The blunt assessment from Fadell – who led Apple’s influential iPod and original iPhone hardware teams – comes amid heightened expectations for the tech behemoth to reveal its generative AI game plan at its annual developer conference next month. But the erstwhile insider contends any such plans are likely doomed by Apple’s failure to invest sufficiently in the hyperscale data centers and computing power that underpin AI breakthroughs.
Taking a Swipe at Apple’s Capital Return Strategy
In his broadside, Fadell argued Apple’s $90 billion stock buyback program runs counter to the “capital investments in AI, data centers, etc.” being made by rivals to fortify their positions.

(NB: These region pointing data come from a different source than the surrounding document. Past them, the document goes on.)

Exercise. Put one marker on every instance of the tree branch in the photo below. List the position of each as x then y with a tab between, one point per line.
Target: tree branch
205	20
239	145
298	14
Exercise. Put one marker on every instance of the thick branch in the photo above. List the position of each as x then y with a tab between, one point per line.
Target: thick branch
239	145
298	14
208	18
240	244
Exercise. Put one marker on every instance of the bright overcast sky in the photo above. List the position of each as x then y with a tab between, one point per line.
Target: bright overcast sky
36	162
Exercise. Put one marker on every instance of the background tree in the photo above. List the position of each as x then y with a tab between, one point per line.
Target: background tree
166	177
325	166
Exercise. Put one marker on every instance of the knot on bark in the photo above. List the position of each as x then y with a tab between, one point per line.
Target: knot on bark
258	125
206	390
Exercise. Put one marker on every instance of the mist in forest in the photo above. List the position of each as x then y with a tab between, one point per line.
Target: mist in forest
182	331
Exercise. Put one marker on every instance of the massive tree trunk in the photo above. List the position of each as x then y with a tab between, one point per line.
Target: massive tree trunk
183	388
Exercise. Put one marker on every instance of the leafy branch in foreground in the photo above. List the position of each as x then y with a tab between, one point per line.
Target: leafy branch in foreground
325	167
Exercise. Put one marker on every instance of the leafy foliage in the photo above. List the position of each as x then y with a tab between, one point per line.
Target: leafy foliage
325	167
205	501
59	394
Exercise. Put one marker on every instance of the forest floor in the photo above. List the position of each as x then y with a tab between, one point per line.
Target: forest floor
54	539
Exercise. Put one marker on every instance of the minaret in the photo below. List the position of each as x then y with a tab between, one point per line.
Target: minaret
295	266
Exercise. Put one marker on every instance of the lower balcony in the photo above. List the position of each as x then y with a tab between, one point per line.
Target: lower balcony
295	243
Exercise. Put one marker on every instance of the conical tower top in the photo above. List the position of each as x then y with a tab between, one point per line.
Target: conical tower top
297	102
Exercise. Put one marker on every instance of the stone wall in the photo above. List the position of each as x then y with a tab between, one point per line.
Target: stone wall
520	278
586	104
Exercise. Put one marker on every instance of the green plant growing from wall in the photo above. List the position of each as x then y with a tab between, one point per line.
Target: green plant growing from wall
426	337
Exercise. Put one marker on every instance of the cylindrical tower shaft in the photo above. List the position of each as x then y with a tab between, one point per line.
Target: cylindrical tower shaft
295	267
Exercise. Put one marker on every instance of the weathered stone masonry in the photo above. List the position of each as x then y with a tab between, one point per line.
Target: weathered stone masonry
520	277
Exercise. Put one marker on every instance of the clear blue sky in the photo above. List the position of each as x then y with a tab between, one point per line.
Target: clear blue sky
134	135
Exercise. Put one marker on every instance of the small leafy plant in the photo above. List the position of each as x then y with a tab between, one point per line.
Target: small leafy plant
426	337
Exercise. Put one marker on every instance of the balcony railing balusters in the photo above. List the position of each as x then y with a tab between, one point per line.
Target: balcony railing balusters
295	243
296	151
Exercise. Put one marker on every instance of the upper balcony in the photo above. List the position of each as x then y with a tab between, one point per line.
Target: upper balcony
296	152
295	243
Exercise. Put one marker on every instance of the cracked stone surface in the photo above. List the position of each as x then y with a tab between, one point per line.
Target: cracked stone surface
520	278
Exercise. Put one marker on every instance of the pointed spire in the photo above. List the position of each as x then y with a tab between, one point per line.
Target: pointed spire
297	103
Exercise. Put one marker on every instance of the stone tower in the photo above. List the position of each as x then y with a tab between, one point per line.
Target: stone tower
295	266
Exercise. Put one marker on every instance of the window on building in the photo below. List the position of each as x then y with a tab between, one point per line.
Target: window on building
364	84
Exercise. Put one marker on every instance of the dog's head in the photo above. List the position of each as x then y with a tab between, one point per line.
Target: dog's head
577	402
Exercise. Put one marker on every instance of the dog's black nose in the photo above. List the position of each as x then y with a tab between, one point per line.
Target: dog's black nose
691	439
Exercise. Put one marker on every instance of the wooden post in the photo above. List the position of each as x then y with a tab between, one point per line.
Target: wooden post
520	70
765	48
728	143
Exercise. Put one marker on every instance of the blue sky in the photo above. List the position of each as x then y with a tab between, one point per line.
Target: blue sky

He even invoked the philosophy of late founder Steve Jobs “loathed stock buybacks” because they did little to feed the company’s all-important innovation pipeline.
While admitting Apple has experience operating data centers to serve software and services at scale, Fadell dismissed that institutional knowledge as inadequate for modern AI workloads. Simply put, he sees Apple’s lack of raw data center capacity as a fatal flaw that may require it to partner with others already ahead of the game.
Apple has remained largely silent on its AI strategy amid the frenzy over AI, while deflecting criticism that it’s fallen behind. If Fadell’s assessment proves accurate, playing catch-up could prove exceedingly difficult – and costly – versus competitors that capitalized on building hyperscale AI-first infrastructure years ago.